As the family prospered, they were able to afford help for the children and house. When their town was taken over by the Hungarian Communist regime, however, Solomon foresaw trouble on the horizon. In 1948, he wrote to his step brother and sister in NYC informing them that he was the only survivor of WWII and asking for any help they could provide. They replied and began the sponsorship paperwork to bring the family to the United States. Solomon and the family arrived in the US at the end of 1949 penniless. The Hungarian government had taken their business, and they had to leave their valuables and all money except for $5.00 Their family in America sent them train tickets to go to Italy and their ship boarding passage vouchers from there to NYC, Ellis Island. 

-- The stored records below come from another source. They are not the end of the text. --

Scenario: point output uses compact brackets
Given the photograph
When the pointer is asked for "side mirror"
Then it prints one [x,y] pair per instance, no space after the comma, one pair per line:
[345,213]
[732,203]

Just before getting final authorization to leave Czechoslovakia, Sara realized that she was pregnant with their third child, David. They were met by their Brooklyn family who ltook them to live on the lower East side of Manhattan over his brother-in-law, Izzy Rausch’s fur store.  Solomon tried for months to secure a job as a baker but was consistently denied because he was not a member of the union.  He swept streets and did menial jobs until hearing that there were non-union jobs available in Upstate NY. With the help of his step brother, he bought a Greyhound bus ticket and got to Syracuse, NY.

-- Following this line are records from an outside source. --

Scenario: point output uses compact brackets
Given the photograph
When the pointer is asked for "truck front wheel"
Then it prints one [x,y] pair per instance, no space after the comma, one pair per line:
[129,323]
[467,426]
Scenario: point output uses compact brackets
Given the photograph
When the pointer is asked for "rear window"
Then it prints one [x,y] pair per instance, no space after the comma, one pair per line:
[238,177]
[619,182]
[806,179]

Speaking very poor English and sign language he somehow made his way to bakeries and one offered him a job.  He worked a couple of months before he was able to send for Sara and his 3 ½ year old son Chaim, 2 ½ year old daughter Marta and newborn son David. A year later a Rochester, NY bakery owner came to Syracuse to offer Solomon a job as foreman of Godfried’s Bakery on Herman Street so the family moved to Rochester. They lived in an apartment over Byers Shoe Store on Joseph Avenue until they were able to purchase their own small three-bedroom house on Scrantom Street. Sara took in boarders to help with expenses. They were blessed with the birth of two more sons, Eddie Leon 1954 and Sander Froyim 1957.  Eventually they were very proud to be able to repay every dollar Solomon owed his American family for passage and all expenses advanced in getting Sara, their two children and him to the US.

The family left Rochester for Syracuse in 1962 to work for the Snowflake Bakery in Syracuse, NY. In 1964, they opened their own bakery called Butterflake Pastry Shop in the Triphammer Shopping Center, Ithaca, NY. Sara managed the front shop six days and evenings while Solomon worked six nights a week into early afternoon in the bakery. In 1975 Solomon died of pancreatic cancer. For a while Sara moved back to Rochester, NY, and then found work as a cook in The Syracuse Country Club until she became the cook at Tau Epsilon Phi (TEP) a Jewish fraternity on Syracuse University campus. She did all the shopping and food preparation and became very close to the students. A year later she was asked to become their House Mother, running all events as well as the house business. To this day she gets cards, flowers and calls from some of “her boys” and their families.

According to her daughter, Martha, Sara is a survivor in every way. “She is always positive and has been the best blessing in my life. Her schooling ended abruptly at age of 11 and her family never knew she didn’t read Hebrew. At 65 years old, keeping it a secret until our Passover seder in 2005, when it was her turn to read from the Passover Haggadah. We discovered that she could now read Hebrew beautifully. having taken night classes in the language at Temple Adath Yeshurin.
She served on many of her synagogue’s committees and  cooked for all the NCSY Youth Group events. She also sang with the Kenahora Klezmer Band.

After the last of her children were on their own, she began speaking to Hebrew School Classes sharing details of her life during the Holocaust. She catered affairs for many years for the Congregation Young Israel in Syracuse. Always positive, people are instantly comfortable in her company. She never gives up and frequently says, ‘God is good. Through my children he gave me back my four younger brothers and little sister.  An excellent cook, food was her greatest expression of love and all who knew her had to eat all she prepared and then she would be happy.  She would tell us not to waste time hating, but rather to celebrate freedom and cherish family!